Die Verbraucherzentralen sind auf Landesebene organisierte Vereine, die mit einem staatlichen Auftrag ausgestattet sind. Sie haben sich unter der Dachorganisation Verbraucherzentrale Bundesverbands e.V. zusammengeschlossen.

Nachdem erst seit Kurzem die Schufa-Planungen zur Bonushopper-Datenbank vom Tisch sind, werden nun neue Planungen für eine weitere fragwürdige Geschäftspraktik der Schufa in Form der Bewertung von Verbraucher*innen anhand ihrer Kontoauszüge offenbar. Es scheint somit an der Zeit zu sein, eine saubere Alternative zur Schufa zu schaffen. So könnten die Verbraucherzentralen eine Auskunftei gründen und die Dienste der Schufa und ähnlicher Anbieter in verbraucherfreundlicher und nichtkommerzieller Weise anbieten. Die Landesregierung wird aufgefordert zu prüfen, ob die Verbraucherzentrale mit einem entsprechenden Auftrag ausgestattet werden kann.

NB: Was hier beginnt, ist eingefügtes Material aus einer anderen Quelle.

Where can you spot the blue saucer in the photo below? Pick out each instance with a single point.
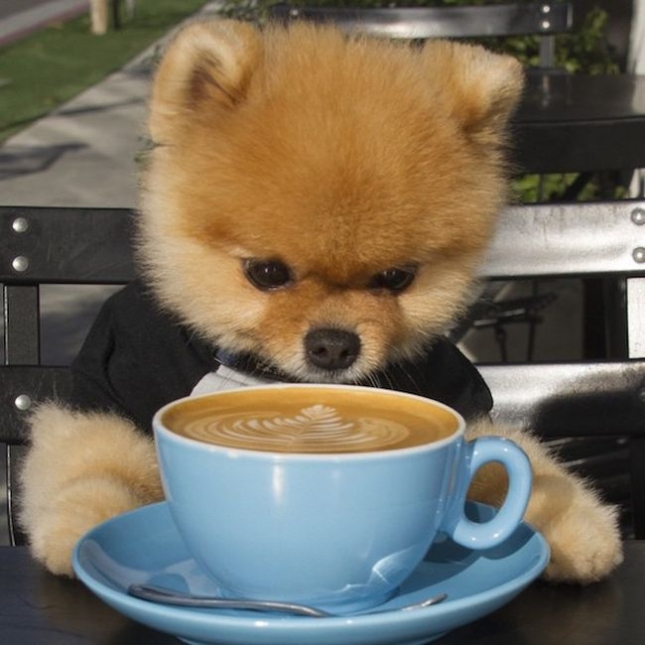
(143, 546)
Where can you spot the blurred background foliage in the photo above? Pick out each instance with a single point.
(584, 50)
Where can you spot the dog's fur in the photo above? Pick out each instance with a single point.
(341, 157)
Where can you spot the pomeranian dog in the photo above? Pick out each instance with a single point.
(314, 209)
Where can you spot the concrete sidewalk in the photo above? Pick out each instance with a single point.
(82, 154)
(20, 20)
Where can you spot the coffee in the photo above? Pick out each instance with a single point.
(322, 420)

Privatwirtschaftliche Auskunfteien sollen dazu verpflichtet werden, den Score-Wert auf Beantragung der Verbraucherinnen und Verbraucher umgehend neu zu berechnen. Ferner müssen Verbraucherinnen und Verbraucher nachvollziehen können, welche wesentliche Merkmale zu der Bewertung geführt haben. Sind alle Schulden bezahlt und haben sich die Lebensumstände geändert, muss dies in die Bewertung einfließen.

Zusätzlich muss die Verwendung personenbezogener Datenkategorien untersagt werden. Es darf keinen Einfluss von diskriminierenden gender-, ethno- und geospezifischen Faktoren bei der Berechnung des Score-Wertes geben.